Différents agents physicochimiques peuvent participer au déclenchement des maladies autoimmunes: les rayons Ultra-Violets dans le lupus, de nombreux médicaments dans le lupus
ou certaines thrombopénies et anémies hémolytiques auto-immunes, le tabac, la silice, mais
aussi des protéines alimentaires (gliadine et maladie cœliaque).
Certaines maladies auto-immunes sont déclenchées par un traumatisme (antigènes exclus
du cristallin et uvéite post traumatique, cf. infra) ou d’origine néoplasique (expression de néo
auto-antigènes liée aux évènements oncogènes).
4
Les maladies auto-immunes sont plus fréquentes chez la femme et le rôle des hormones
sexuelles (œstrogènes) a bien été montré dans divers modèles expérimentaux.
V.Mécanismes hypothétiques de déclenchement de l’auto-immunité
Dès 1897, Paul Ehrlich postulait que toute anomalie dans les mécanismes de tolérance
immunitaire pouvait altérer la reconnaissance du soi et du non soi et déclencher l'apparition
d'une réaction immunitaire contre un ou plusieurs des constituants de l'organisme, entraînant
son auto-destruction. Il venait de définir la pathologie auto-immune (concept d’ « horror autotoxicus ». L'approche fondamentale des mécanismes intervenant dans l'auto-immunité a été
largement facilitée par l’utilisation et la mise au point de modèles expérimentaux animaux (cf.

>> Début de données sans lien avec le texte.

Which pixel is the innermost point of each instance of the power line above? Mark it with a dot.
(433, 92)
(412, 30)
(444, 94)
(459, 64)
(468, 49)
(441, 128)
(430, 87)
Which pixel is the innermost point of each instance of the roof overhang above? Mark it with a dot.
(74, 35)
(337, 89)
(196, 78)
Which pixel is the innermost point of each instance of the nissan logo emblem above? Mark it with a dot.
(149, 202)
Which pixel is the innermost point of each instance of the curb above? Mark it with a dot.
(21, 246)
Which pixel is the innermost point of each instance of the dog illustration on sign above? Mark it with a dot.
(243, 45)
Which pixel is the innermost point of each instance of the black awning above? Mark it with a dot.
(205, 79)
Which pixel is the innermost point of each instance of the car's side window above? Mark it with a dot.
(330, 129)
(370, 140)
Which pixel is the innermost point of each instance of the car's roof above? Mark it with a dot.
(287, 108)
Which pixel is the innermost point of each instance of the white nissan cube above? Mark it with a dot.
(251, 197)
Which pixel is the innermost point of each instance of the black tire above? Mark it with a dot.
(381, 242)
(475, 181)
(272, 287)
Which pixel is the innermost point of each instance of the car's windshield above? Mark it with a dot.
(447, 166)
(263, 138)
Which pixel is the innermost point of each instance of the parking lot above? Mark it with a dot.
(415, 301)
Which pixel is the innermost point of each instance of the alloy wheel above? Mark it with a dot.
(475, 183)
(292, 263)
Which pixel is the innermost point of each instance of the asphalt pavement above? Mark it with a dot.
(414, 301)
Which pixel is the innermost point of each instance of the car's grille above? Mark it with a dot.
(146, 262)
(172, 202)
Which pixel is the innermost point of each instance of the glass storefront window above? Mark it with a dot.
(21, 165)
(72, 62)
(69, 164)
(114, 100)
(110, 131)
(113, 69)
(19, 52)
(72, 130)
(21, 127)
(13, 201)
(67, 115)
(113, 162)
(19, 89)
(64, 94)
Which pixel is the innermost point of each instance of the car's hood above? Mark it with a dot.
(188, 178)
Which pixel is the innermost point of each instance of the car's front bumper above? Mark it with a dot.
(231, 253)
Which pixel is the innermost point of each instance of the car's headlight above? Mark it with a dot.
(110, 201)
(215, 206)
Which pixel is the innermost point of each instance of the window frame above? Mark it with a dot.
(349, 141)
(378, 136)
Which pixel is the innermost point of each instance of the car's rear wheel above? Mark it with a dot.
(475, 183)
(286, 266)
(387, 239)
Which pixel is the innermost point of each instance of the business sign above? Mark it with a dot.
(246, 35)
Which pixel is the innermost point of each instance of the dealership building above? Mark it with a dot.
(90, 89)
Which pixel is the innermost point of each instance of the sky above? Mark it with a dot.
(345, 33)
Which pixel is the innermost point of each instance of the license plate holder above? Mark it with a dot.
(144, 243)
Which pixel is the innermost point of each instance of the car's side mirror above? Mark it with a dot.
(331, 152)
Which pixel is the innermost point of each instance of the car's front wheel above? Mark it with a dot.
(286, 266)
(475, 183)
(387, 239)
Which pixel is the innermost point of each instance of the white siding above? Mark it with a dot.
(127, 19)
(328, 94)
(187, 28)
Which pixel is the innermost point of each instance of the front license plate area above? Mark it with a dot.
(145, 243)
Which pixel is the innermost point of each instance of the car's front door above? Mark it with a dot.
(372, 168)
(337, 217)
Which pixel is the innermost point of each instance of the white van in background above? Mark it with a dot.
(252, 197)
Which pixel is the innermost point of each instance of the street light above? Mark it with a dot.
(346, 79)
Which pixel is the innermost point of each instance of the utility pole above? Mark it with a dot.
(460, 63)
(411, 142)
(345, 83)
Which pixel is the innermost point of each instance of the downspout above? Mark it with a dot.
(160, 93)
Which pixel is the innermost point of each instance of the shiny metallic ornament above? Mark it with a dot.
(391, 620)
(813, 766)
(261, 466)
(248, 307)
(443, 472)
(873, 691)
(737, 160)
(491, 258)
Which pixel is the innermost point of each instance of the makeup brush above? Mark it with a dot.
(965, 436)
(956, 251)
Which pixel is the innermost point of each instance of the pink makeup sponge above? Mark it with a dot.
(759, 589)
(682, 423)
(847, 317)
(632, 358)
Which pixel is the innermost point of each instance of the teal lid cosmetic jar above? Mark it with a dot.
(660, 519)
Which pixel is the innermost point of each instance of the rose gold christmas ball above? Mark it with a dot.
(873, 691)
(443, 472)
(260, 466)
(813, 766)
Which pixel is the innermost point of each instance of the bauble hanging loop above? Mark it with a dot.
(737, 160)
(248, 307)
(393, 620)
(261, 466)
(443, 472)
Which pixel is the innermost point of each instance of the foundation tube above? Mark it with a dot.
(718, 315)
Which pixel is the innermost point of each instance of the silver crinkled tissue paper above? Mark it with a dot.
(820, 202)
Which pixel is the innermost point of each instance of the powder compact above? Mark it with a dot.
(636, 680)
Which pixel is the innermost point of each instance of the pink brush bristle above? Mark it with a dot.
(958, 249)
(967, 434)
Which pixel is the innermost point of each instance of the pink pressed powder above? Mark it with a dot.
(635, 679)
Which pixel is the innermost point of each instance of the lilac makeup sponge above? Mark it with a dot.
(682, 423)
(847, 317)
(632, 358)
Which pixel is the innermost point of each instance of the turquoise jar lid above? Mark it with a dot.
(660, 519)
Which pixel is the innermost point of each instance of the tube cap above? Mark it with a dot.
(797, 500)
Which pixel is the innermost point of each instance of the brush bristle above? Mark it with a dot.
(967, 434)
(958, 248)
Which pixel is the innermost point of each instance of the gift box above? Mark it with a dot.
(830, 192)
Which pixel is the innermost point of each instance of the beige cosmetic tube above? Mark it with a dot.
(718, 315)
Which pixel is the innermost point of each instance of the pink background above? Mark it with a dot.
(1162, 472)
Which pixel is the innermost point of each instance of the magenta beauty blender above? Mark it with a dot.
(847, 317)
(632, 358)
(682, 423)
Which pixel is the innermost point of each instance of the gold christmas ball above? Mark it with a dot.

FLASH). Si les mécanismes immunologiques mis en jeu au cours de l'auto-immunité sont
aujourd'hui mieux connus, les causes du déclenchement de la réaction auto-immune
demeurent en revanche énigmatiques.
V-1.Activation des cellules auto-réactives ignorantes
V-1-a.Auto-antigènes séquestrés :
Un certain nombre d’antigènes sont ignorés du système immunitaire car leur
localisation anatomique ne les met pas en contact avec des cellules immuno-compétentes
(ignorance immunitaire) ; c’est le cas, par exemple, des antigènes du cristallin et des
spermatozoïdes. Leur passage dans le sang au cours d’un traumatisme peut être à l’origine
de l’activation de lymphocytes B et T. Ainsi, un traumatisme à l’un des deux yeux conduit à la
libération de protéines antigéniques intra-oculaires. Les antigènes libérés diffusent par voie
lymphatique jusqu’au ganglion afférent et sont pris en charge par les cellules présentatrices
d’antigènes qui activent les lymphocytes T spécifiques d’antigènes oculaires. Les propriétés
migratoires des lymphocytes T activés leur confèrent la capacité de migrer vers l’œil malade
mais aussi vers l’œil sain et d’induire une ophtalmie sympathique.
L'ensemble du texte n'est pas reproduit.